From CopIdRef: - [ ] Modernize js (promise). - [ ] Fill a new item (cf. module Advanced Resource Template). - [ ] Implement the simplified mapping from the module Advanced Resource Template.
Warning
Use it at your own risk.
It’s always recommended to backup your files and your databases and to check your archives regularly so you can roll back if needed.
# database dump example
mysqldump -u omeka -p omeka | gzip > "omeka.$(date +%Y%m%d_%H%M%S).sql.gz"
Troubleshooting
See online issues on the module issues page on GitLab.
License
This module is published under the CeCILL v2.1 license, compatible with GNU/GPL and approved by FSF and OSI.
This software is governed by the CeCILL license under French law and abiding by the rules of distribution of free software. You can use, modify and/ or redistribute the software under the terms of the CeCILL license as circulated by CEA, CNRS and INRIA at the following URL "http://www.cecill.info".
As a counterpart to the access to the source code and rights to copy, modify and redistribute granted by the license, users are provided only with a limited warranty and the software’s author, the holder of the economic rights, and the successive licensors have only limited liability.

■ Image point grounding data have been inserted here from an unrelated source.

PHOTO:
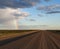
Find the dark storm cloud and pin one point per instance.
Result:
(53, 12)
(17, 3)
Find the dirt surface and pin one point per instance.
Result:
(12, 35)
(38, 40)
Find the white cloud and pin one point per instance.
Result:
(8, 19)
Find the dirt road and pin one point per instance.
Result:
(37, 40)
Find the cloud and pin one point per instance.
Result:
(8, 19)
(51, 12)
(49, 8)
(17, 3)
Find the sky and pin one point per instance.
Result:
(30, 14)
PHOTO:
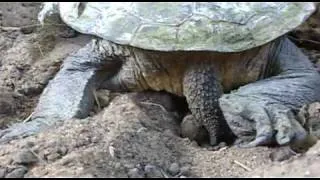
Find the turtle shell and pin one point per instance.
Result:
(186, 26)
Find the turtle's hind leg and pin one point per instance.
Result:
(202, 90)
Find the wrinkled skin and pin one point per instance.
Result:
(265, 111)
(279, 79)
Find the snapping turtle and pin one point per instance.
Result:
(198, 50)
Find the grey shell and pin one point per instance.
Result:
(187, 26)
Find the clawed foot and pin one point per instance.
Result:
(20, 130)
(266, 122)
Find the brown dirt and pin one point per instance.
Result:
(134, 135)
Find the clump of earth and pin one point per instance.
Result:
(126, 135)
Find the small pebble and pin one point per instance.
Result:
(152, 171)
(134, 173)
(53, 157)
(2, 172)
(185, 170)
(62, 150)
(25, 157)
(174, 169)
(17, 173)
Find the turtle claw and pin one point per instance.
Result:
(20, 130)
(259, 141)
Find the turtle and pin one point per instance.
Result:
(202, 51)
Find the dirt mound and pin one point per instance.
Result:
(29, 58)
(132, 135)
(124, 140)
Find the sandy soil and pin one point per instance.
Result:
(133, 135)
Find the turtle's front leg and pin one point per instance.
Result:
(202, 90)
(70, 93)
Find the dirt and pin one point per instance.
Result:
(129, 135)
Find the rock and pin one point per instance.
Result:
(152, 171)
(282, 154)
(174, 169)
(17, 173)
(62, 150)
(53, 156)
(135, 173)
(25, 157)
(185, 170)
(2, 172)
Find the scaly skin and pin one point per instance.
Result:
(266, 109)
(199, 76)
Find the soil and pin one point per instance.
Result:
(128, 135)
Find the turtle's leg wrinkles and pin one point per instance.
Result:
(202, 90)
(70, 93)
(270, 104)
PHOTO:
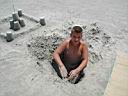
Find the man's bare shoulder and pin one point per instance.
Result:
(66, 41)
(83, 43)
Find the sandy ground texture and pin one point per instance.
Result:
(25, 68)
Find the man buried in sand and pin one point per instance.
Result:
(71, 57)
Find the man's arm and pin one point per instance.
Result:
(83, 64)
(56, 56)
(57, 52)
(84, 58)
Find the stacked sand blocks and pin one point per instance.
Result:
(15, 24)
(16, 21)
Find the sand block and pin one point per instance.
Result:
(20, 13)
(118, 83)
(16, 25)
(21, 22)
(42, 21)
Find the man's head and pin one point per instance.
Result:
(76, 34)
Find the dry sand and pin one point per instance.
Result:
(25, 68)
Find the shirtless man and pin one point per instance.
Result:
(72, 55)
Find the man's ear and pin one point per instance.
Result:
(70, 34)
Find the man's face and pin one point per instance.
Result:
(76, 37)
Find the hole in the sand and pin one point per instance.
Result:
(42, 47)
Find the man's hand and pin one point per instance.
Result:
(63, 71)
(74, 73)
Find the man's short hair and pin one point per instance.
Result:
(77, 29)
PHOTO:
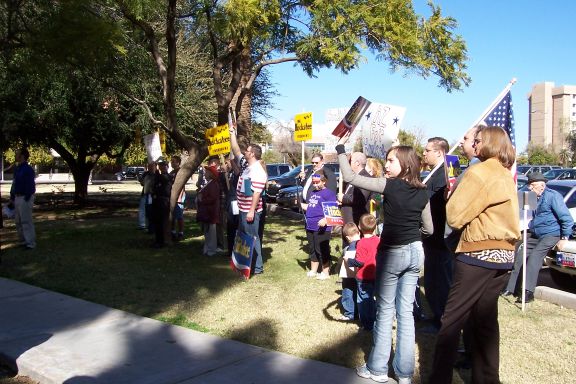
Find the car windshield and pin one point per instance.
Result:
(562, 189)
(522, 169)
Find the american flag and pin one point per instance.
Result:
(502, 116)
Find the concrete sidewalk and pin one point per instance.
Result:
(54, 338)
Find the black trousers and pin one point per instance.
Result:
(473, 296)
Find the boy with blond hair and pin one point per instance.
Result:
(351, 233)
(365, 260)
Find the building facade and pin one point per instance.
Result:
(552, 114)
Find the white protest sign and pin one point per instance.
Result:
(380, 128)
(153, 148)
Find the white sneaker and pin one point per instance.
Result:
(363, 372)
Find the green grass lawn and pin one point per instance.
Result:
(97, 254)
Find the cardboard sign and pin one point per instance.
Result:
(332, 214)
(352, 118)
(451, 170)
(242, 254)
(303, 126)
(218, 140)
(380, 129)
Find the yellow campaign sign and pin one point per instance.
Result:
(303, 126)
(218, 139)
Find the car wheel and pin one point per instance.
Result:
(563, 280)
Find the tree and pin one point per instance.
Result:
(411, 139)
(246, 36)
(260, 133)
(539, 155)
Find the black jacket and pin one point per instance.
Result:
(330, 177)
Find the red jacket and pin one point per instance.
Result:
(366, 254)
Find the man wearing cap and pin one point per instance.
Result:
(251, 183)
(551, 225)
(22, 194)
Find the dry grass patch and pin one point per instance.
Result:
(99, 256)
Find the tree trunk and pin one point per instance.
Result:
(81, 173)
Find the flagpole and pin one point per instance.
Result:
(478, 121)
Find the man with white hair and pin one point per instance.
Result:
(551, 225)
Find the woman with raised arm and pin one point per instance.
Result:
(399, 259)
(485, 208)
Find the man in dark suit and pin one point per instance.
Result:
(306, 178)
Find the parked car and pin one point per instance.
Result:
(276, 183)
(528, 169)
(562, 265)
(290, 197)
(561, 174)
(130, 173)
(562, 269)
(277, 169)
(521, 181)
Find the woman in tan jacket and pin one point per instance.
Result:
(485, 207)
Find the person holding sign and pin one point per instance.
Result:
(551, 226)
(251, 183)
(399, 257)
(318, 231)
(306, 177)
(485, 207)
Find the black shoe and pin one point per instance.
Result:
(529, 297)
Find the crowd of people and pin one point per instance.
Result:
(463, 239)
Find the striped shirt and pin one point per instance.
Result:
(253, 179)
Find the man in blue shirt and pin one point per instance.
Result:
(22, 194)
(551, 224)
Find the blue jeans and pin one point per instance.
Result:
(366, 304)
(348, 300)
(252, 230)
(397, 271)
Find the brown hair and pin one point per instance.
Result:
(496, 144)
(256, 150)
(409, 165)
(376, 166)
(439, 143)
(350, 229)
(367, 223)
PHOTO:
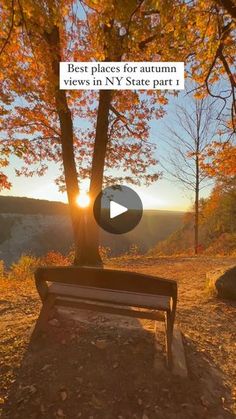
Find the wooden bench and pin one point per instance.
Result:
(111, 291)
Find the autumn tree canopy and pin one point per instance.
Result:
(39, 123)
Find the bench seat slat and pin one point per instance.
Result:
(132, 299)
(111, 309)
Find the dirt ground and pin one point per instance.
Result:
(93, 366)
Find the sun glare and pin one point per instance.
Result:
(83, 200)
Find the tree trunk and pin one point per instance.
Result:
(66, 127)
(90, 253)
(196, 222)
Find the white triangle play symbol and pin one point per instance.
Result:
(116, 209)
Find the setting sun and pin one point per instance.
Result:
(83, 200)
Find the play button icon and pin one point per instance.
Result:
(118, 209)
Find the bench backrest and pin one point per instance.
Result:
(108, 278)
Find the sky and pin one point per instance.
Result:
(164, 194)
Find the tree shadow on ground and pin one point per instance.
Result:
(101, 371)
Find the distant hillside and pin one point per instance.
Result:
(38, 226)
(217, 226)
(13, 205)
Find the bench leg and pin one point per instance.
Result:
(42, 320)
(169, 336)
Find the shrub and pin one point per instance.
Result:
(2, 270)
(55, 259)
(24, 268)
(105, 252)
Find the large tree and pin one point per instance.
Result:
(36, 36)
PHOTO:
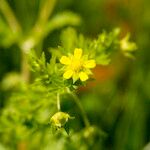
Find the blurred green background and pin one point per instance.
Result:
(119, 101)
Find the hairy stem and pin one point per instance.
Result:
(9, 16)
(83, 113)
(58, 102)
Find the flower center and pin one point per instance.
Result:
(76, 65)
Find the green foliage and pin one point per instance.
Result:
(35, 107)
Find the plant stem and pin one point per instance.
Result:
(58, 102)
(83, 113)
(9, 16)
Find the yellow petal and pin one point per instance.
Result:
(83, 76)
(68, 74)
(65, 60)
(77, 53)
(89, 64)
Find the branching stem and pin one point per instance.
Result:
(83, 113)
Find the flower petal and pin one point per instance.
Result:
(68, 74)
(83, 76)
(65, 60)
(89, 63)
(77, 53)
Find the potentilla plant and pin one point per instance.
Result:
(38, 107)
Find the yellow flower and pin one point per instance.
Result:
(77, 66)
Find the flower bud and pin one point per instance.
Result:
(59, 119)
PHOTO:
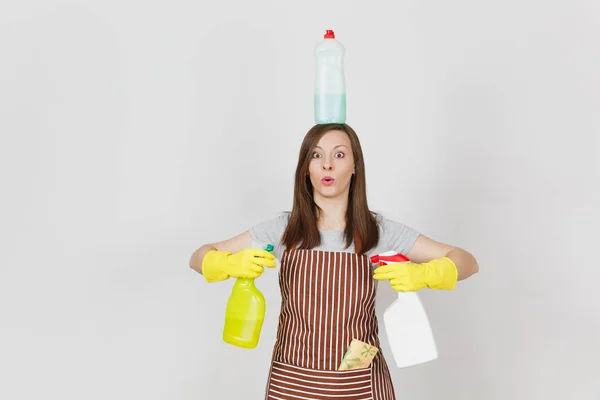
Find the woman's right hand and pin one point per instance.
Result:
(246, 263)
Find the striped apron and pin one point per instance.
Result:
(328, 299)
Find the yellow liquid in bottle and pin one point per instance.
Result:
(245, 315)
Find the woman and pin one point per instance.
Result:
(327, 281)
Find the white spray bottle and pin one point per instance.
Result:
(406, 323)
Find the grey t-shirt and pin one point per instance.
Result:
(392, 236)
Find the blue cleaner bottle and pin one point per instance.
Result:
(330, 85)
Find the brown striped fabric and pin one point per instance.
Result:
(328, 299)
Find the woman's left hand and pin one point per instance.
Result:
(440, 273)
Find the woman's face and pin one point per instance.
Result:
(332, 165)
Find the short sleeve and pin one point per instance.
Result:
(270, 232)
(397, 236)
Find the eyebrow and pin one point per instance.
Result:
(339, 145)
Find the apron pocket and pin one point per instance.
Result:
(288, 382)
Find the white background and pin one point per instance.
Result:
(134, 132)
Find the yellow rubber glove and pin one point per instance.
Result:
(247, 263)
(440, 273)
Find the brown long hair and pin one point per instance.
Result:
(361, 224)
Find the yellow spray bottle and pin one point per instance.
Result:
(245, 313)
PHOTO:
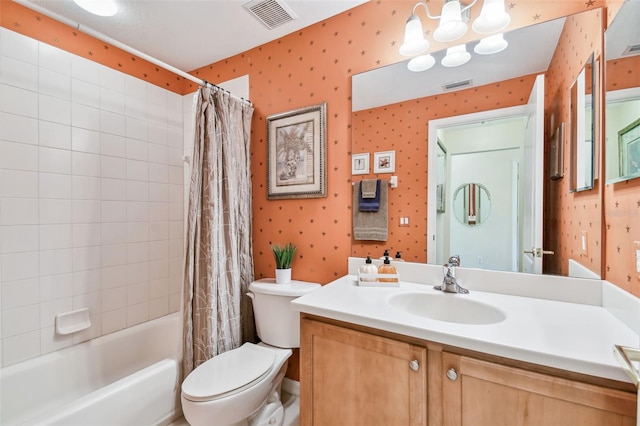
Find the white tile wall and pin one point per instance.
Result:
(91, 197)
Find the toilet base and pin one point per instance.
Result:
(271, 414)
(228, 411)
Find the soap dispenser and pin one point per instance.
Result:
(368, 268)
(387, 268)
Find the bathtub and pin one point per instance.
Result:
(125, 378)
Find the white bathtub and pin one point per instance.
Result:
(125, 378)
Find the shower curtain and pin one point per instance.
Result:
(218, 256)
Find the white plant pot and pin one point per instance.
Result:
(283, 276)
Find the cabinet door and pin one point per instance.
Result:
(354, 378)
(481, 393)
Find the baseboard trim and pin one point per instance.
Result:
(291, 387)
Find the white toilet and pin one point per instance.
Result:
(242, 386)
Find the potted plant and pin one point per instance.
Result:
(283, 256)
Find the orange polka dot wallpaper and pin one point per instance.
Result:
(315, 65)
(570, 214)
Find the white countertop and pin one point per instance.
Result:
(570, 336)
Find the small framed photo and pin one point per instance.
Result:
(629, 145)
(360, 164)
(384, 162)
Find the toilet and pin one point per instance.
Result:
(242, 386)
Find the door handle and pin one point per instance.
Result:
(538, 252)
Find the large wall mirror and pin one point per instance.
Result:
(622, 114)
(529, 53)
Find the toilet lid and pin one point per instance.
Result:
(228, 372)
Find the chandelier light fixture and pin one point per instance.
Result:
(452, 25)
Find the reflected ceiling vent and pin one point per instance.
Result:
(272, 13)
(634, 49)
(457, 84)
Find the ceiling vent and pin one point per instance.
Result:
(634, 49)
(457, 84)
(272, 13)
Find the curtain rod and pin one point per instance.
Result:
(124, 47)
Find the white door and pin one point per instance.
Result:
(532, 175)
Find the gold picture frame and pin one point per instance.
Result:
(297, 146)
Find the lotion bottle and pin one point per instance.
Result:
(368, 268)
(387, 268)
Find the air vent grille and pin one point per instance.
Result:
(457, 84)
(634, 49)
(272, 13)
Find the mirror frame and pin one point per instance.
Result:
(582, 128)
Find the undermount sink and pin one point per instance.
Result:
(456, 308)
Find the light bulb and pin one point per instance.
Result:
(451, 26)
(414, 41)
(492, 18)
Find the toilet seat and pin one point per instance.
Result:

In this respect, the user’s attention is drawn to the risks associated with loading, using, modifying and/or developing or reproducing the software by the user in light of its specific status of free software, that may mean that it is complicated to manipulate, and that also therefore means that it is reserved for developers and experienced professionals having in-depth computer knowledge. Users are therefore encouraged to load and test the software’s suitability as regards their requirements in conditions enabling the security of their systems and/or data to be ensured and, more generally, to use and operate it in the same conditions as regards security.
The fact that you are presently reading this means that you have had knowledge of the CeCILL license and that you accept its terms.
Copyright
- Copyright Daniel Berthereau, 2012-2026 (see Daniel-KM on GitLab)
- Copyright 2011-2026, Marijn Haverbeke & alii (library CodeMirror, MIT license)
This module is a merge and improvement of previous modules Advanced Resource Template, CopIdRef, Bulk Import and various old scripts.
The merge of modules was implemented for the module Urify designed for the digital library Manioc of the Université des Antilles et de la Guyane.